Он ловит себя на том, что для нее — все что угодно. И уходить было эгоистичным, и он больше никогда с ней так не поступит. А кот за дело на него шипит и пытается согнать с кровати, когда они каждый вечер собираются спать.
Девять:
Она совсем не знает почему и как, но перестает стесняться своих шрамов. И смеется, когда он со спины ее обнимает и на себя тянет, целуя в основание шеи, пока она пытается следить за кофе, варящемся все в том же неизменном ковше.
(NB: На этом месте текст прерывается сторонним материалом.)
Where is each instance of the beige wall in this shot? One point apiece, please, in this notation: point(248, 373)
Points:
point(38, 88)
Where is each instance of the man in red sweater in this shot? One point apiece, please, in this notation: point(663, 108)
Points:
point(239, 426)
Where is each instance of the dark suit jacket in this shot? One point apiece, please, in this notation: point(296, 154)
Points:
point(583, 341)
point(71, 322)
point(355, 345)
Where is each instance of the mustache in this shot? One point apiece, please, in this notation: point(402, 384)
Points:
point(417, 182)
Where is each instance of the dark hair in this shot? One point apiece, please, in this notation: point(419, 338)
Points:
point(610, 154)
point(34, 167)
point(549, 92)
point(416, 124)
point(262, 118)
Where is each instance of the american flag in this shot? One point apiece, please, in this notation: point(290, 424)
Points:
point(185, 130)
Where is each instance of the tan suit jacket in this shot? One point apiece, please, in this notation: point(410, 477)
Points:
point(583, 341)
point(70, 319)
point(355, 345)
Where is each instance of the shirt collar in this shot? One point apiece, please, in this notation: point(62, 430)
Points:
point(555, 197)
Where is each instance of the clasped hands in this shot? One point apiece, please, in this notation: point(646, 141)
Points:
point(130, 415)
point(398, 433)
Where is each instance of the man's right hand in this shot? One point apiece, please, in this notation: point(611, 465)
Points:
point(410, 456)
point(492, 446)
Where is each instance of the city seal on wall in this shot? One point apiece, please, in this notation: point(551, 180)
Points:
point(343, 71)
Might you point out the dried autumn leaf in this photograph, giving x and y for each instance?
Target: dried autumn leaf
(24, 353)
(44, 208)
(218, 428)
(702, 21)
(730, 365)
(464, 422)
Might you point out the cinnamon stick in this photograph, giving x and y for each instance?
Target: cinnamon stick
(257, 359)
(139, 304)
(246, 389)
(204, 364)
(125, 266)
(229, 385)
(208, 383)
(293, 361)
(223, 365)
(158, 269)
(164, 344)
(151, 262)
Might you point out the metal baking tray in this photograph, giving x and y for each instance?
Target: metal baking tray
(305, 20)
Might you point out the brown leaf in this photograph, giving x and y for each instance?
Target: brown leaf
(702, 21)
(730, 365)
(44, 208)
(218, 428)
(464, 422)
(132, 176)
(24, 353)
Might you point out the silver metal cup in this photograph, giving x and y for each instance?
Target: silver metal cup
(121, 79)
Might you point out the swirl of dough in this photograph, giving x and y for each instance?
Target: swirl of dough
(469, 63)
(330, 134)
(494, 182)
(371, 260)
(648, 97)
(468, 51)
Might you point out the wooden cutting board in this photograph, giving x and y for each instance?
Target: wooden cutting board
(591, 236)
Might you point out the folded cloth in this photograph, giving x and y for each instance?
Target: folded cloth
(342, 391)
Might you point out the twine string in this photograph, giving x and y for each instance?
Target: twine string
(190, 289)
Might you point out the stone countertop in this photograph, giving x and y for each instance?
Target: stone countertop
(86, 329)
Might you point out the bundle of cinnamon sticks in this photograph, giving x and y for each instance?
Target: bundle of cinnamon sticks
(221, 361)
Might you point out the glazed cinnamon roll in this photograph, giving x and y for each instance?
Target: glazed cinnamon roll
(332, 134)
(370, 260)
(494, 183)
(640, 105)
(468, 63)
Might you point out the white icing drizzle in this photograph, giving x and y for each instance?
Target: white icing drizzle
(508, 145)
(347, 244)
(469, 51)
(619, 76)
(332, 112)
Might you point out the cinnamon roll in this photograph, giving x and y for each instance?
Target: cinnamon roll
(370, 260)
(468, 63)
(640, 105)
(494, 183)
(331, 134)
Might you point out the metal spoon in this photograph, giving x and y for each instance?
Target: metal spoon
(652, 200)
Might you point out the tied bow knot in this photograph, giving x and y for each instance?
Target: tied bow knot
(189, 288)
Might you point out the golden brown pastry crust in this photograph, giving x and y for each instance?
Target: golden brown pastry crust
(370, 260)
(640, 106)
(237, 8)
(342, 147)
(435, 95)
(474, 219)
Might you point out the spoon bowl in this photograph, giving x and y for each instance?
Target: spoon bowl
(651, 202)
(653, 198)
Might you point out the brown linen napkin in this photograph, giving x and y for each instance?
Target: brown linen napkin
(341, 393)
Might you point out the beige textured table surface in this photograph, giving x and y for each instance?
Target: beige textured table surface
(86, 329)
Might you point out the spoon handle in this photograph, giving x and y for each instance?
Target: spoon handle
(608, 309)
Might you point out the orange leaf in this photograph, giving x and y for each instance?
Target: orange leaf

Она не понимает, от чего это зависит, но почему-то думать о самой себе начинает через призму его слов и суждений. И верит каждому его слову о том, что она красивая. Оказывается, в майке намного удобнее, а если еще и волосы распустить, то шрамы так не особенно видно.
Она волосы накручивает в пучок, губы красит ярко и встречает его после работы без мешковатой одежды, без всех этих попыток спрятать как можно больше кожи. Под руку его подныривает и в щеку целует; ждет вопросы о том, что с ней произошло. И не получает ни одного.
Он снимает с нее эту майку в коридоре и оставляет несколько засосов четко рядом с шрамом. И, затягивая ее за собой в душ, несколько раз повторяет, что говорил же. Повторяет, что никто на нее не пялился больше обычного. Лишь только из-за ее высоких каблуков и обтягивающих кожаных штанов.